My go-to OTC is Bayer “Back and Body” (aspirin with caffeine). I’ve reported occasional, heavy use of this to my doctor at levels of nearly twice the suggested dose for a month or more at a time. Her reply was amazement that I still had a stomach left but that as long as I didn’t have stomach problems/pain/unusual bleeding then there’s no real issue.
As far as NSAIDs (ibuprofen, naproxen, mobic, indocin, aspirin, etc) go, there’s no good evidence that any one of them is superior for pain relief. Now, many individuals state they respond to ibuprofen but not naproxen, or indocin but not mobic, or the reverse. But on average, no one NSAID appears superior for pain relief.
And thus far tylenol (apap, acetaminophen) seems to about equally efficacious in relieving pain as the NSAIDs.
Now, NSAIDs can reduce inflammation whereas tylenol cannot, and many think that by popping a dose or three of their fave NSAID, they’re reducing inflammation. But they’re not. It takes a few weeks of regularly scheduled dosing (3-4 x a day for ibuprofen, 2 x a day for naproxen) to reduce inflammation.
Chronic NSAID use can cause stomach ulcers, promote bleeding in the GI tract, brain and elsewhere, and can impair kidney function, even when taken in prescribed doses. Chronic tylenol use in prescribed/recommended doses tends to not cause problems unless there is underlying liver disease, especially when combined with alcohol use. Up to 3 grams of tylenol a day is considered safe for folks with a healthy liver. Many folks tolerate 4 grams a day just fine too.
QtM, just curious about what you think about the NIH study that shows that Tylenol is no more effective than a placebo for lower back pain? I’m not really qualified to read those studies.
I like the fact that ibuprofen is an anti-inflammatory as well as a pain-killer. And when I had shoulder problems for a year, I took a double dose every day with no long-term problems.

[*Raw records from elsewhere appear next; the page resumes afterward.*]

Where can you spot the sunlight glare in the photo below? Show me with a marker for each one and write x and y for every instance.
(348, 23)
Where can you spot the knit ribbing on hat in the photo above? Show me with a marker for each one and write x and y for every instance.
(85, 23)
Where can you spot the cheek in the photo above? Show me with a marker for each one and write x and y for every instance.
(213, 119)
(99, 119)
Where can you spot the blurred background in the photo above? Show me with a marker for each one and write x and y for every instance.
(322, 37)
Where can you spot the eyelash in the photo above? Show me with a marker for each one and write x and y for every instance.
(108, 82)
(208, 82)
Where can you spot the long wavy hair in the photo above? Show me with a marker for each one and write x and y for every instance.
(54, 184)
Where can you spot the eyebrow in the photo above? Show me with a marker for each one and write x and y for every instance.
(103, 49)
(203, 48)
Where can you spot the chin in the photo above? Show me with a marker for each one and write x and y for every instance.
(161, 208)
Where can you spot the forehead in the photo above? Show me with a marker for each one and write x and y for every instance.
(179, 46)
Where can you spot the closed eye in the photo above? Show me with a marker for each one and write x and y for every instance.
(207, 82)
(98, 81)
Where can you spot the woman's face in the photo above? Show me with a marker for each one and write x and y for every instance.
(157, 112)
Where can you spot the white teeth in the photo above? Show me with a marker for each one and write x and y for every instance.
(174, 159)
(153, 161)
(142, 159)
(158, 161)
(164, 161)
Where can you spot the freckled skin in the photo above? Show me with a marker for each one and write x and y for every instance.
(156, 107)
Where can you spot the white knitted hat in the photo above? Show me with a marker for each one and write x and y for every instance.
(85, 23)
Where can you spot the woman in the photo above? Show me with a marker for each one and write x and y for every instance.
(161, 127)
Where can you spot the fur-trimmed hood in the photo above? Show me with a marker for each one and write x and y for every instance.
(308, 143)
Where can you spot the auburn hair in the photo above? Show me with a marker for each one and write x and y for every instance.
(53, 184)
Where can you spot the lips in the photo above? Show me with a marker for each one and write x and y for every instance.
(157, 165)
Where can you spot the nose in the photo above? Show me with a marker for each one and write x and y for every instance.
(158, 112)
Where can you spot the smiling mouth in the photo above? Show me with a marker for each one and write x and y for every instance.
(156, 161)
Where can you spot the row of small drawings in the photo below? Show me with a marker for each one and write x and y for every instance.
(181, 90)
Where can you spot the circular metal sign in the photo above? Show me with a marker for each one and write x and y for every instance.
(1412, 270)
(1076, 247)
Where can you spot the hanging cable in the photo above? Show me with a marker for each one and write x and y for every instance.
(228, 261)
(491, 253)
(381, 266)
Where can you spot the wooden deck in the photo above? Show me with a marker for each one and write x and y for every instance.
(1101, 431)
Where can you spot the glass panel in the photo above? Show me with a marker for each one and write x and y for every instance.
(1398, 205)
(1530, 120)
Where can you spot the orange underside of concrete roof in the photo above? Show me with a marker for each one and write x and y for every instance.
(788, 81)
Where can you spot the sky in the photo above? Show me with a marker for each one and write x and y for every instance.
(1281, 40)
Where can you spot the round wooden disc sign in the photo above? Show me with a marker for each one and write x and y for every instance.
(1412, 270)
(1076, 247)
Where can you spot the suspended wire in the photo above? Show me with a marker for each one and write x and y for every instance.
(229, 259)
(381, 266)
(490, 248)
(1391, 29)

Thanks, QtM. While I haven’t noticed any stomach problems with Naproxen, it sounds like since I don’t drink and I don’t have liver problems Tylenol would probably be better for me “in the long run”. What I mean by “in the long run” is that if I were to take 4-6 tablets a week for months on end what is less likely to cause health issues, whether liver, stomach or other issues just from taking the analgesic? I’m not talking about high doses here, just long term use for relatively minor muscle pain.
As I noted earlier, a few doses here and there won’t have an anti-inflammatory effect. Research tends to indicate that you need over 2 grams of ibuprofen daily for 2-3 weeks before getting significant reduction of inflammation. Which is also a dosage where risk of side effects/complications is increased.

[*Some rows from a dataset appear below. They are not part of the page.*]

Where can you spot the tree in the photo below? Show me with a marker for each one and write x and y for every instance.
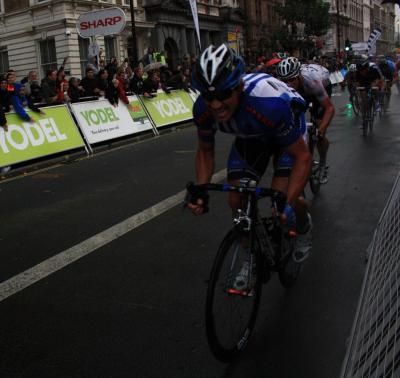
(304, 20)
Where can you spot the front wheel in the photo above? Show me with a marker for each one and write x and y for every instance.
(231, 311)
(289, 269)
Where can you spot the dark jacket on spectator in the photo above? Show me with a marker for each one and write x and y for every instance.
(178, 81)
(5, 100)
(36, 94)
(149, 86)
(75, 93)
(19, 102)
(103, 84)
(112, 94)
(136, 85)
(49, 88)
(89, 85)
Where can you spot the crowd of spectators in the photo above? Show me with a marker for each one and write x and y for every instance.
(113, 81)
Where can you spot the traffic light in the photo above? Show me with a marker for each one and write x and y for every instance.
(347, 45)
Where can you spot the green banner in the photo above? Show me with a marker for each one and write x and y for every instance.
(50, 133)
(166, 109)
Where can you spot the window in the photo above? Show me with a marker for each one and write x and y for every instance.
(109, 44)
(48, 55)
(4, 65)
(83, 53)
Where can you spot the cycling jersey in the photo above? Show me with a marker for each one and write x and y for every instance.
(267, 110)
(371, 75)
(315, 81)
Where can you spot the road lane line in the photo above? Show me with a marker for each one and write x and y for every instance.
(53, 264)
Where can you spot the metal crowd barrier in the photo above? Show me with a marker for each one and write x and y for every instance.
(374, 346)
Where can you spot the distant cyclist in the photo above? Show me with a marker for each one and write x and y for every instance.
(263, 114)
(312, 81)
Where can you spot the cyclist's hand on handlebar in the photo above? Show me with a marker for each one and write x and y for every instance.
(288, 217)
(198, 208)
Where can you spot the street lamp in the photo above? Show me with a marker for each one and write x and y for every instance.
(134, 49)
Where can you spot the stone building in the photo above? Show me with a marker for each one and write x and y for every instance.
(355, 19)
(174, 32)
(261, 22)
(38, 34)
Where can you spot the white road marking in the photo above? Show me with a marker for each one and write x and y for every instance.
(67, 257)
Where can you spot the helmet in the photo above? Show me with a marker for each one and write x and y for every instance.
(218, 69)
(289, 68)
(353, 67)
(363, 65)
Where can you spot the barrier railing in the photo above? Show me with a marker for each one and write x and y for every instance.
(374, 347)
(58, 130)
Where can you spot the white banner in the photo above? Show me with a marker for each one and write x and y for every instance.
(100, 121)
(193, 5)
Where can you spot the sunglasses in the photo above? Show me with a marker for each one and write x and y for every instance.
(291, 80)
(218, 95)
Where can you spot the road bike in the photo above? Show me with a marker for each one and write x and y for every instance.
(354, 100)
(368, 98)
(313, 137)
(261, 243)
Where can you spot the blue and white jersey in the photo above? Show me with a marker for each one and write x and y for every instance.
(268, 109)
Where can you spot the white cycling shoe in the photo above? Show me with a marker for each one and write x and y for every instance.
(303, 244)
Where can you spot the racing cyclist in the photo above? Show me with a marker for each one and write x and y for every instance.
(263, 115)
(368, 76)
(312, 81)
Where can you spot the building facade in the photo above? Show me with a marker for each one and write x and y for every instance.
(39, 34)
(261, 22)
(355, 19)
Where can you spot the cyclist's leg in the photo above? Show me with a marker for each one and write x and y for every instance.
(248, 159)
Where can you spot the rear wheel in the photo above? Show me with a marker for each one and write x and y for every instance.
(289, 269)
(231, 311)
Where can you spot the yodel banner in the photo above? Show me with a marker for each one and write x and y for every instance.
(166, 109)
(49, 134)
(100, 121)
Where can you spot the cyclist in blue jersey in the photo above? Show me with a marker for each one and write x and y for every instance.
(264, 115)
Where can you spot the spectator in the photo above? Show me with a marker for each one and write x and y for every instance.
(11, 79)
(102, 82)
(4, 103)
(32, 78)
(93, 65)
(49, 87)
(5, 96)
(153, 82)
(180, 80)
(75, 90)
(112, 67)
(36, 95)
(122, 85)
(123, 78)
(20, 101)
(112, 92)
(136, 83)
(149, 57)
(89, 83)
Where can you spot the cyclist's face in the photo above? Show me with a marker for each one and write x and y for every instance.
(223, 110)
(293, 83)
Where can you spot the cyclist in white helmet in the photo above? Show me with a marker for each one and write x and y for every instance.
(263, 114)
(312, 81)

It’s not done by NIH, it’s just referenced at their website.
It’s also a meta-analysis of other studies, not an original study. Meta-analyses can provide valuable data, and they’re useful tools. But they’re not automatically definitive.
It compares acetaminophen with placebo; we can’t contrast it against NSAIDs or narcotics or other agents.

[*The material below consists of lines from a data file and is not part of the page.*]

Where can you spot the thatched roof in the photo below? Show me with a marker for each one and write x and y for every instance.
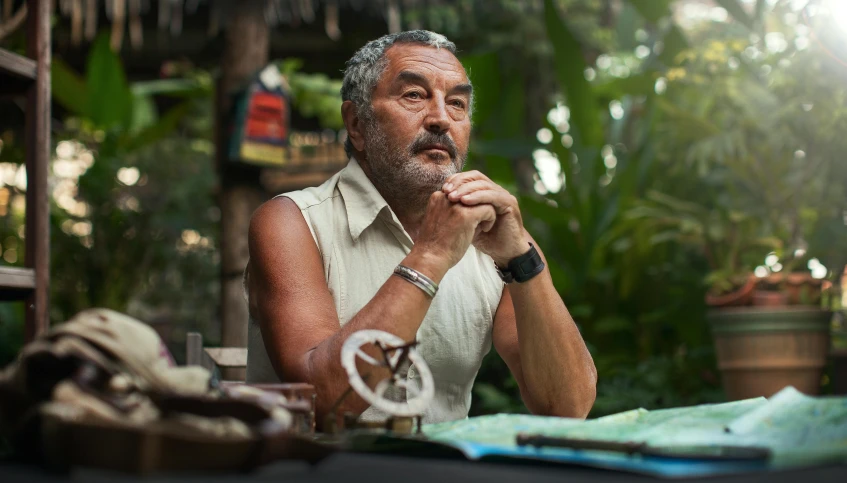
(125, 18)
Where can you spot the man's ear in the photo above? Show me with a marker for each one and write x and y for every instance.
(353, 124)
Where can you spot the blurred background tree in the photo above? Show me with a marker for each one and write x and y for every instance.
(636, 134)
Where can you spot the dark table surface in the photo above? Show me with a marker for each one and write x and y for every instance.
(395, 469)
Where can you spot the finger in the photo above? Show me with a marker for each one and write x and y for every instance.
(459, 178)
(470, 187)
(502, 201)
(487, 225)
(485, 214)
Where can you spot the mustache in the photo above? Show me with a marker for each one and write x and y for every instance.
(430, 138)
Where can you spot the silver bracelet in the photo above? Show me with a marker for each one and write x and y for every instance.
(417, 279)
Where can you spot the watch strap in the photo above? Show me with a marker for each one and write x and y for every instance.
(523, 267)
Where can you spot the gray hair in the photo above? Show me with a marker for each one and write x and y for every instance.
(366, 66)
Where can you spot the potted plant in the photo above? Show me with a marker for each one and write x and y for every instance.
(766, 318)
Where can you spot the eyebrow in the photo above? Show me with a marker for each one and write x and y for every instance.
(415, 78)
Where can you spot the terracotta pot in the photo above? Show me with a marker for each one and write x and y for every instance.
(761, 350)
(742, 296)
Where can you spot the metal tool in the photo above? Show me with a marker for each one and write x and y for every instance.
(693, 452)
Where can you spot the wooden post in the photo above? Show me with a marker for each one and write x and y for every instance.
(193, 349)
(38, 149)
(245, 52)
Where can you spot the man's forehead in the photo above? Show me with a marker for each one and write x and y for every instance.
(424, 60)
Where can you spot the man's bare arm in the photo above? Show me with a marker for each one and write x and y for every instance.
(533, 331)
(536, 336)
(292, 304)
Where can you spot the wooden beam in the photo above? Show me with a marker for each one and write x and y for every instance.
(17, 278)
(37, 236)
(12, 64)
(226, 357)
(16, 283)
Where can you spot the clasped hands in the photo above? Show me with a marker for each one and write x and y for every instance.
(472, 209)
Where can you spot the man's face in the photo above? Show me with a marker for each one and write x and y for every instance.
(418, 132)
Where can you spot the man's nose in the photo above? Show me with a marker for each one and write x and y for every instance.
(437, 120)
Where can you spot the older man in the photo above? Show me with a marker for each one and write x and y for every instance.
(370, 248)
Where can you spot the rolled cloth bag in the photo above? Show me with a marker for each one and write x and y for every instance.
(105, 367)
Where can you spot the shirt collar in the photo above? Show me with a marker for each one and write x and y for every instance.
(361, 199)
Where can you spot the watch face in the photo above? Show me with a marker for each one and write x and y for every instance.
(505, 275)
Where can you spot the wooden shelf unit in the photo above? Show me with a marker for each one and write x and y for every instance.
(29, 76)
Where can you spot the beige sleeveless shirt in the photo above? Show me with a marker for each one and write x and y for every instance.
(361, 241)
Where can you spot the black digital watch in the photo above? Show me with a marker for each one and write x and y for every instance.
(522, 268)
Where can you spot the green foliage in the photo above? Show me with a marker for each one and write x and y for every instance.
(570, 68)
(315, 95)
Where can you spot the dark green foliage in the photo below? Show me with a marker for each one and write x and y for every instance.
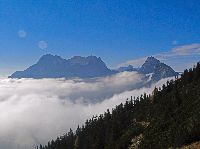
(172, 114)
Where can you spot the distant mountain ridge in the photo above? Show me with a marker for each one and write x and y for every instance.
(53, 66)
(50, 66)
(158, 69)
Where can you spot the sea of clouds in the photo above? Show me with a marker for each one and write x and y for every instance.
(35, 111)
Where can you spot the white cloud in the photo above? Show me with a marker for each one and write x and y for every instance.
(42, 44)
(35, 111)
(22, 33)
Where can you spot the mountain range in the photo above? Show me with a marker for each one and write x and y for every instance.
(53, 66)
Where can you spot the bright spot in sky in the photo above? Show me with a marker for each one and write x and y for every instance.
(42, 44)
(22, 33)
(175, 42)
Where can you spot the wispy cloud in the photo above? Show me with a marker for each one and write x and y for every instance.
(35, 111)
(179, 57)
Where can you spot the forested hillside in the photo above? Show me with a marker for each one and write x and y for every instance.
(169, 118)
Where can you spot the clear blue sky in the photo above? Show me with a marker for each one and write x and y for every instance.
(115, 30)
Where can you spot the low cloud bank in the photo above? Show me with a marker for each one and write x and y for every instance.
(36, 111)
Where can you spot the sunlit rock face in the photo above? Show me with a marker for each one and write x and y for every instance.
(50, 66)
(157, 69)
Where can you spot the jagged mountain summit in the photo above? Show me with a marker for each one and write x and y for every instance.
(50, 66)
(157, 69)
(53, 66)
(128, 68)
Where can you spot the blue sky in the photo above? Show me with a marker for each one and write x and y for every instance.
(117, 31)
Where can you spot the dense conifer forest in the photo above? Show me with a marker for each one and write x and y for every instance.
(169, 118)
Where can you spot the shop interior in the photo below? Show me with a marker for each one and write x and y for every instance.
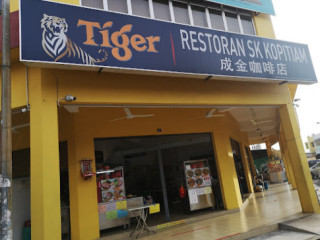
(154, 168)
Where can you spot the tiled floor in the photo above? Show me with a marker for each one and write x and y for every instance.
(278, 204)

It looks at a pain restricted to one general location.
It concludes acetaminophen performs as well as placebo for acute low back pain; their results are inconclusive for whether it gives benefit for chronic back pain.
I’m not surprised by the result; low back pain is actually a very complex issue with lots of real pain from various possible sources and tons of supratentorial overlay. But it doesn’t really say all that much about acetaminophen’s efficacy as a pain reliever in general.